NUCLEAR RUINS
WORMWOOD
December 28, 2008
Chernobyl is the strangest, the most recent and most clearly preventable of all my ruins, the one with the farthest-reaching and longest-lasting implications, the one which will not simply and slowly sink into the earth which accepts all gifts. Yet Chernobyl is a ruin. I hadn’t quite seen it that way at first, since most of my ruins are peaceful, benign. Chernobyl, after more than two decades, is tending toward tranquility, the reminder that time really does heal all wounds, but it hasn’t reached it yet. Chernobyl still feels haunted, perhaps by so many heroes who lost their lives there, and saved the world.
A Ferris wheel out back of the Palace of Culture and Sport in Pripyat has never been in use, scheduled as it was to open on the First of May, 1986. The earth is taking back a hotel and a swimming pool, as it has perhaps already taken a church I read about but never saw. A school was by far the saddest of these remains, with bookshelves tilting crazily and books piled in heaps. I was momentarily seized with an urge to take a souvenir – there were no signs forbidding it – but I didn’t act on this brief lunacy. The photographs I took are suffused enough with the magnitude of this catastrophe.
Leaving the site of what may be the worst thing my species has ever done, I had to walk through a radiation detector. It was only an instant of terror. The rest of the world that waited for me on the other side was, and still is, a miracle.
HALF-LIVES
August 6, 2001
The wind called Termination blasts and scours
the shell of a ghost-town schoolhouse where children
of farmers and ranchers learned their ABCs before
the government gave these residents of Hanford
thirty days to pack their things and go.
I listen for the padded footfalls of bobcats
stalking sparrows and voles in the cool
shadows of abandoned reactors
that punctuate the bluffs above this surreal stretch
of the Columbia River that plutonium saved.

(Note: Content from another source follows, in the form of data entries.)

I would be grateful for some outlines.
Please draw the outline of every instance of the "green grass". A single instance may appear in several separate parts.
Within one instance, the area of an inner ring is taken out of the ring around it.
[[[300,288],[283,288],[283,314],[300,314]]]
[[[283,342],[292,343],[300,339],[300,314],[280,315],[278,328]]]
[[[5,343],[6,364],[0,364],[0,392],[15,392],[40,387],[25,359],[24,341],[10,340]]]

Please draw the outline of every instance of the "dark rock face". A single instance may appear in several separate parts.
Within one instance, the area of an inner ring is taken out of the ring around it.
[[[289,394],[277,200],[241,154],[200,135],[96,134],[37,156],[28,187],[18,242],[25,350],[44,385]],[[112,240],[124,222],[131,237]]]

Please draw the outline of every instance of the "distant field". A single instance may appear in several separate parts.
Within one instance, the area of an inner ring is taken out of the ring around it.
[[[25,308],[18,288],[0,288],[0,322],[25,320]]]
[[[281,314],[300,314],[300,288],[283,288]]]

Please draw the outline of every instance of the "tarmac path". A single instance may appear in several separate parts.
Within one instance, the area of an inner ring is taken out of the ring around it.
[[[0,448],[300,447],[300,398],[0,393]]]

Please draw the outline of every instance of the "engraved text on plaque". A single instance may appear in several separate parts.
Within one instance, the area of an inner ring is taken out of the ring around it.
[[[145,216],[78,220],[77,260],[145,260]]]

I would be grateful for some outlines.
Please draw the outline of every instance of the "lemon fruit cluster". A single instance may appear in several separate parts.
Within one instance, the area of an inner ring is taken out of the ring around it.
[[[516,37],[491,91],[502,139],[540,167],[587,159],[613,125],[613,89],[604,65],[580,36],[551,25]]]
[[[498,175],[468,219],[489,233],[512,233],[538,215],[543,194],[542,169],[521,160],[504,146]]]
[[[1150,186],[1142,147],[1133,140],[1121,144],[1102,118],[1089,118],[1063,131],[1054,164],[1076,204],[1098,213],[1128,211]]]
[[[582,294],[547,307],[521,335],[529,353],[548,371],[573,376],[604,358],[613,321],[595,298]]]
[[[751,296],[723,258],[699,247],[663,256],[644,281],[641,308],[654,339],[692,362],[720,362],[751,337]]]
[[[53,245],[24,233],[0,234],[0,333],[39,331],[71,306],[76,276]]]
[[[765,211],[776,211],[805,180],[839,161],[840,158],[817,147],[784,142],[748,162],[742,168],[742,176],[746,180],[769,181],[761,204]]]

In the slow but unrelenting current, two mule deer swim
toward the riverbank where a bright red sign
warning Construction Site: No Trespassing
guards the future tombs of nuclear tailings.
A third of the river’s salmon start and finish
their unlikely lives on the gravelly bottom
of these fifty miles of the Hanford Reach,
but the seep of irrigation from the cropland shore
is threatening to erode the stone above their spawning beds.
I linger in plutonium’s slow legacy, half-grateful, half-afraid.